Y me pegó igual. Hecho con un presupuesto muy bajo y protagonizado por el mismo
Abel Ferrara con el alias de Jimmy Laine, han clasificado a Driller Killer
de película de horror barato, del peor gore, de inclasificable pretenciosa y es
para mí una auténtica pieza de cine de autor. Ya se perfilan muchas de las
escenas con las que el bueno de Abel hará las de Caín en los futuros films,
escenas de lesbianismo, iconografía católica, marginalidad urbana, desenfreno.
Cuenta la
historia de Reno Miller, un joven artista plástico que convive con dos chicas,
una de ellas su novia (Carol), la otra amante de su novia (Pamela). Está
pintando un cuadro que cree que es su obra maestra, la que los va a salvar para
siempre, pero no puede terminarlo. Deben el alquiler y no pueden pagar las cuentas.
Reno no conoce a su padre y lo busca entre los homeless que abundaban en el New
York de fines de los setentas.
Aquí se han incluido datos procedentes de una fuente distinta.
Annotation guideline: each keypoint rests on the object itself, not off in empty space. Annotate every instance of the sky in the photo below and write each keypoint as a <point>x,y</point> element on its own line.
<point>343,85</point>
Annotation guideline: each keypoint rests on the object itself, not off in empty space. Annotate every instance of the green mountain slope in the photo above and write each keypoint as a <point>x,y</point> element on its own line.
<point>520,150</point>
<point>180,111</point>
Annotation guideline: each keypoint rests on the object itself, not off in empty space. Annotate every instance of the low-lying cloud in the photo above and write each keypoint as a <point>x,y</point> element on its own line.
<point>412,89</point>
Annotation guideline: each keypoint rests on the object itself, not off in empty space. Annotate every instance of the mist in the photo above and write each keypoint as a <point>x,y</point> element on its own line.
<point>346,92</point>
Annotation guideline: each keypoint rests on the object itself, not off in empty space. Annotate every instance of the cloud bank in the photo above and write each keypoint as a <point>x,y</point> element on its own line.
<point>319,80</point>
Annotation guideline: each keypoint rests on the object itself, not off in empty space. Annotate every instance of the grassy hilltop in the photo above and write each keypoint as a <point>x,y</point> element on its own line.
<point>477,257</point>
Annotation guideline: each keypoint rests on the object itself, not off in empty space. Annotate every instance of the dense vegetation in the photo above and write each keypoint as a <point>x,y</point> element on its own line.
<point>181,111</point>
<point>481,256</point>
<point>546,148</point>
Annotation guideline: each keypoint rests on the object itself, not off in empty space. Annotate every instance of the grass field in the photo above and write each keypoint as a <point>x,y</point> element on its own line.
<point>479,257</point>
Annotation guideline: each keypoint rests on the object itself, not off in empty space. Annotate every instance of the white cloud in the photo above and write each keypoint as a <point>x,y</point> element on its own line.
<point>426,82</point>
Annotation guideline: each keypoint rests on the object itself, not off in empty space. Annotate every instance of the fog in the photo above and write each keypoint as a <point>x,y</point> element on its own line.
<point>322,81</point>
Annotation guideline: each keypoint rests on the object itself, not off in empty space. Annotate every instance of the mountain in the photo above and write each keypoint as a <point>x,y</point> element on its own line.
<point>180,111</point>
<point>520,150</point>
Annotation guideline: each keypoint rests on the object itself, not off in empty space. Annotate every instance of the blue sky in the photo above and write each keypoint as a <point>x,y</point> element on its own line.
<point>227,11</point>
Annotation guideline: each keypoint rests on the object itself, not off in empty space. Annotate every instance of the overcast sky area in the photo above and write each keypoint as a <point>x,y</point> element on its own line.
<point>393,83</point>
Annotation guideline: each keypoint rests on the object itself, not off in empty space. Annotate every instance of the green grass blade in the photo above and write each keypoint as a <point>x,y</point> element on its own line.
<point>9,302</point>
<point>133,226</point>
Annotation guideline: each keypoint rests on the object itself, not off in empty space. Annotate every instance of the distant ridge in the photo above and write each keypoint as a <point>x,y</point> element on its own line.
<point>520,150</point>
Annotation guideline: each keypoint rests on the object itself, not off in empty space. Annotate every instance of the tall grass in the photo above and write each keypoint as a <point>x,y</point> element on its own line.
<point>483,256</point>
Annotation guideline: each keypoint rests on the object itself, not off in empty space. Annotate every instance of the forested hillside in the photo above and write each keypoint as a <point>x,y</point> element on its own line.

Pamela es fan de una banda punk, Tony Coca Cola
& the roosters, y los trae a vivir al mismo edificio en que viven ellos.
Ensayan día y noche, eso termina de enloquecer a Reno. Se compra un cinturón
batería que ve en un llame ya y empieza a salir solo en las noches con su
taladro.
El guión de
Nicholas Saint John, con aires profundos y torturados, arranca con una
situación incomprensible, presentándonos a Reno como una persona tensa e
inestable en una iglesia, escapa de ahí junto con su novia y van a buscar a
Pamela a un antro, las situaciones se suceden en aparente desconexión hasta que
estamos inmersos en la cotidianeidad irregular de los protagonistas, el uso de
la música y lo sangriento nos evoca a Darío Argento: Driller Killer tiene
escenas únicas, como cuando Reno pinta el retrato de Tony Coca Cola, , vemos al
artista en pleno proceso creativo, poniendo capas sobre capas de color
hasta
finalizar con una obra original que capta la esencia del retratado mientras el
modelo tiene sexo con Pamela. De clima agobiante constante, Abel resuelve la
trama de un modo muy, muy inteligente.